This is the first of a series of articles exploring and discussing intersectionality in the LGBTQ+ community and are written by our Manager of Programs & Partnerships, Jane Barry-Moran.
A new generation of LGBTQ+ individuals are beginning to learn about the story and struggle of Marsha P Johnson and other historic intersectional LGBTQ+ leaders. These leaders were not only at the forefront of the LGBTQ+ movement but were individuals who had many intersectional identities that compounded their struggle. The global reawakening to systemic racial injustice in our societies and organizations has moved leaders to ask, what is the call to senior leaders and organizations as a whole?

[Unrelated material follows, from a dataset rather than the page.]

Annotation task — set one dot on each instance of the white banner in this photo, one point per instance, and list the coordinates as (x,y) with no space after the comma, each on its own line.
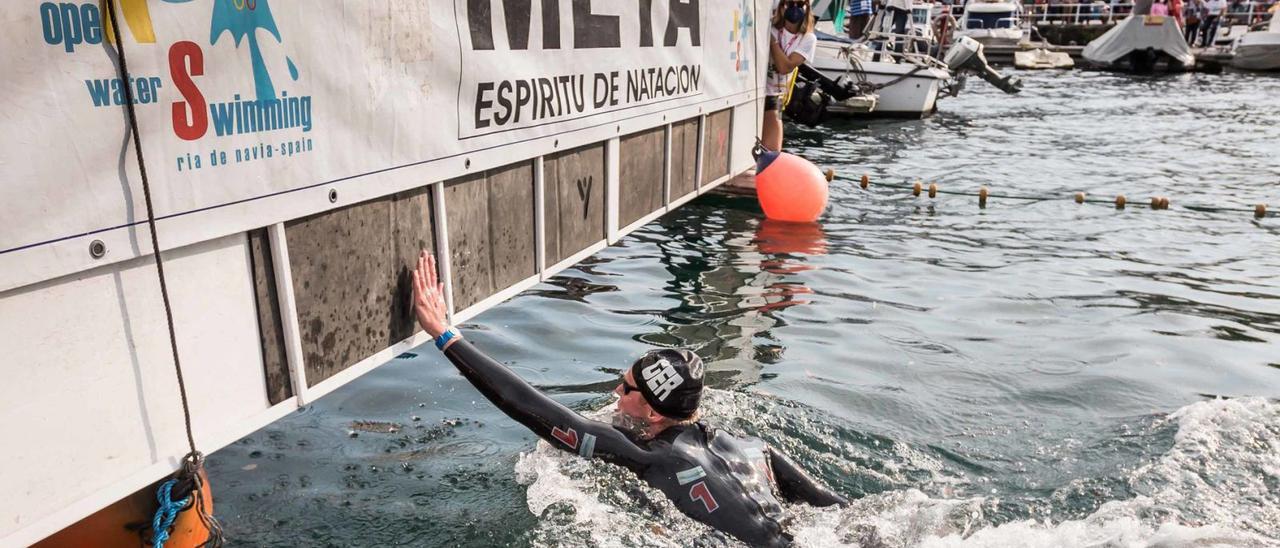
(243,100)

Original research conducted by Out Leadership has found that individuals who are black and identify as LGBTQ+ are 30% less likely to be out in the workplace than their white counterparts. We know from our most recent research, AllyUP, covering this identity saps productivity.
Research leaders on the topic talk about “multiple stressors” for LGBTQ+ People of Color. Biracial, indigious People of Color make up 42% (Williams Institute) of the LGBTQ+ population and yet are profoundly under represented in the highest levels of leadership. There is no denying the impact that has on young LGBTQ+ biracial, indiginous people of color entering the workforce. Our talent study with member firm PWC, Out to Succeed, found that over 90% of LGBTQ+ emerging leaders see board representation as an indicator of an inclusive culture.
This leaves many unanswered questions in the research. What compounding experiences of oppression do biracial, indigenous, people of color experience in accessing certain workplaces and accessing leadership positions in these organizations? This series will also explore additional intersections around faith communities, individuals with disabilities, mental health and other identities that, of course, LGBTQ+ individuals hold.